The implications of this reclassification for clinical practice remain uncertain. Beyond improved diagnostic precision, it could pave the way for the development of biomarker-selected targeted therapies, akin to those seen with other cancers, such as breast, lung, and melanoma. In addition, accurate pathologic categorisation can have important implications on prognosis (e.g., SMARCB1-deficient RMC, which is associated with a particularly aggressive phenotype, and poor prognosis). It is also likely that interdisciplinary collaboration between pathologists, geneticists, and oncologists will become more critical, as diagnosis and treatment become more intertwined with molecular findings.

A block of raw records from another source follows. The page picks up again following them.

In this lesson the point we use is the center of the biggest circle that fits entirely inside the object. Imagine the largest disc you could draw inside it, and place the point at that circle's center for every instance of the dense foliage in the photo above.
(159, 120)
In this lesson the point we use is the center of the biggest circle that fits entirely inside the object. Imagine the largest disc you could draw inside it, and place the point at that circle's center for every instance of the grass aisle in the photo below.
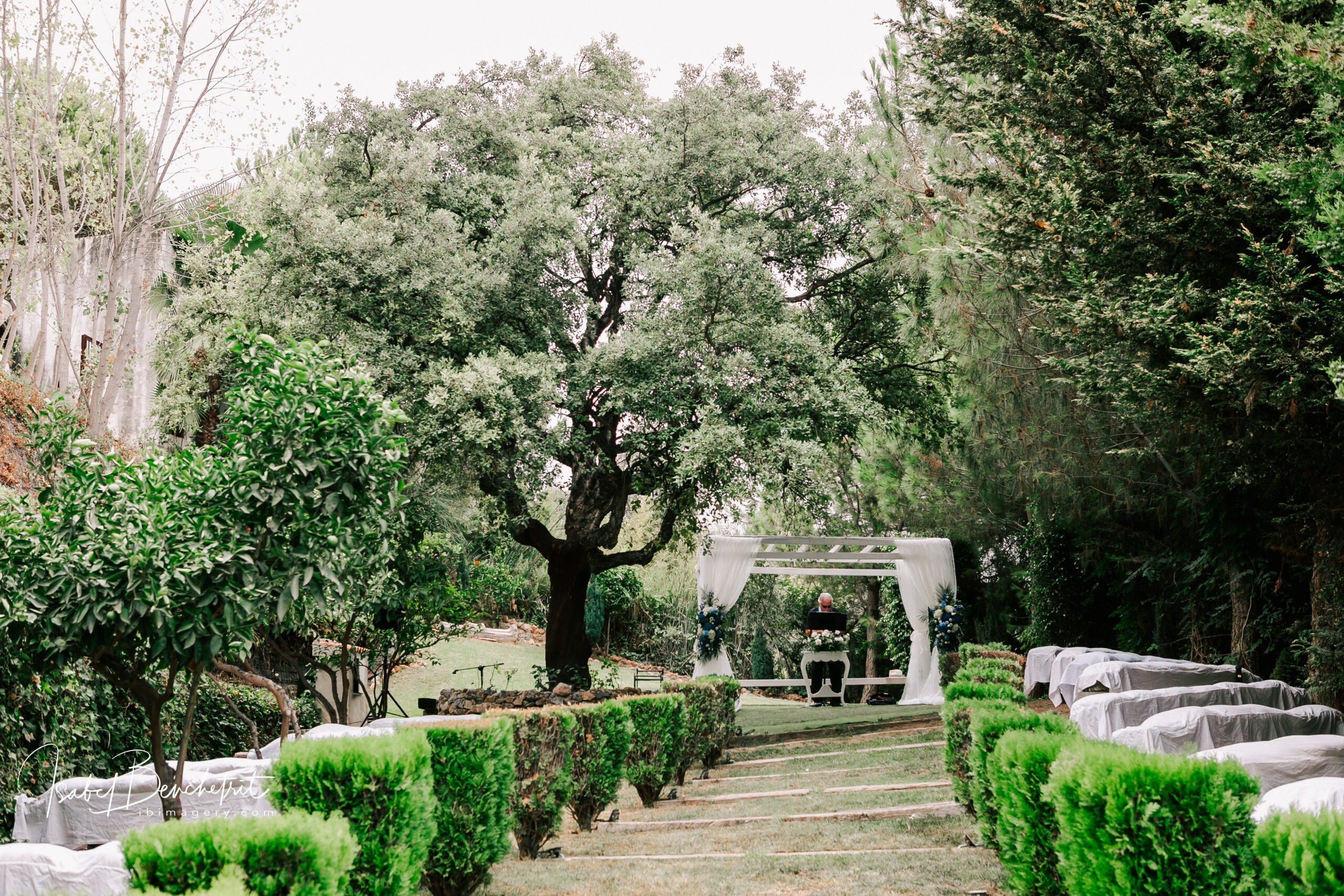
(920, 855)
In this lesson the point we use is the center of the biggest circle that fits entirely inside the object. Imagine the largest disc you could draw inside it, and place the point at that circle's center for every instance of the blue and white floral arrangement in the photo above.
(945, 621)
(710, 618)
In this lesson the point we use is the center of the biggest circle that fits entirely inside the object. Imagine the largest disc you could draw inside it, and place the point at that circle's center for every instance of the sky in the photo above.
(374, 46)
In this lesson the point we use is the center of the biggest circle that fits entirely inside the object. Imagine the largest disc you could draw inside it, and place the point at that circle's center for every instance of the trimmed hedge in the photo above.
(710, 719)
(543, 745)
(982, 672)
(601, 743)
(472, 766)
(291, 855)
(968, 691)
(659, 731)
(1301, 853)
(987, 727)
(1026, 828)
(956, 721)
(1150, 824)
(383, 785)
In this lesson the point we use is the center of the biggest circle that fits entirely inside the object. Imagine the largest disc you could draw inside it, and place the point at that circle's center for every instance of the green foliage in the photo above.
(762, 659)
(383, 786)
(543, 743)
(1152, 824)
(474, 784)
(983, 691)
(292, 855)
(956, 723)
(594, 612)
(1026, 829)
(1303, 853)
(709, 719)
(987, 727)
(656, 743)
(601, 743)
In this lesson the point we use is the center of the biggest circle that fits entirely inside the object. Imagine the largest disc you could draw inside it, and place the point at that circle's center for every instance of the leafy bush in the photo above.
(985, 675)
(1151, 824)
(292, 855)
(472, 765)
(956, 722)
(710, 719)
(1026, 829)
(543, 749)
(987, 727)
(1301, 853)
(383, 785)
(215, 731)
(659, 731)
(601, 742)
(983, 691)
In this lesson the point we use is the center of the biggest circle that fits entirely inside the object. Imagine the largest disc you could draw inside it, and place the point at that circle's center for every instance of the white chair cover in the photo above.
(1213, 727)
(1285, 760)
(1314, 796)
(723, 573)
(1100, 715)
(925, 567)
(1065, 688)
(1059, 664)
(1156, 673)
(45, 870)
(1038, 667)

Future research should focus on further elucidating the molecular pathways of these RCC subtypes, and determining whether specific targeted therapies can be selected based on molecular classification. Although challenging due to the rarity of these conditions, prospective clinical trials designed to enrol patients based on their molecular subtype would help to generate more robust data on the benefit of novel therapeutics. Clinical trials in other rare subtypes of RCC have been performed, including RMC and papillary RCC, showing that it is possible to conduct trials in less common diseases.29
As we move forward in RCC classification, it is becoming more evident that the simple distinction between ccRCC and nccRCC may not adequately capture the true biologic and pathologic complexity of this condition, and that future treatments may become more tailored to the underlying tumour biology.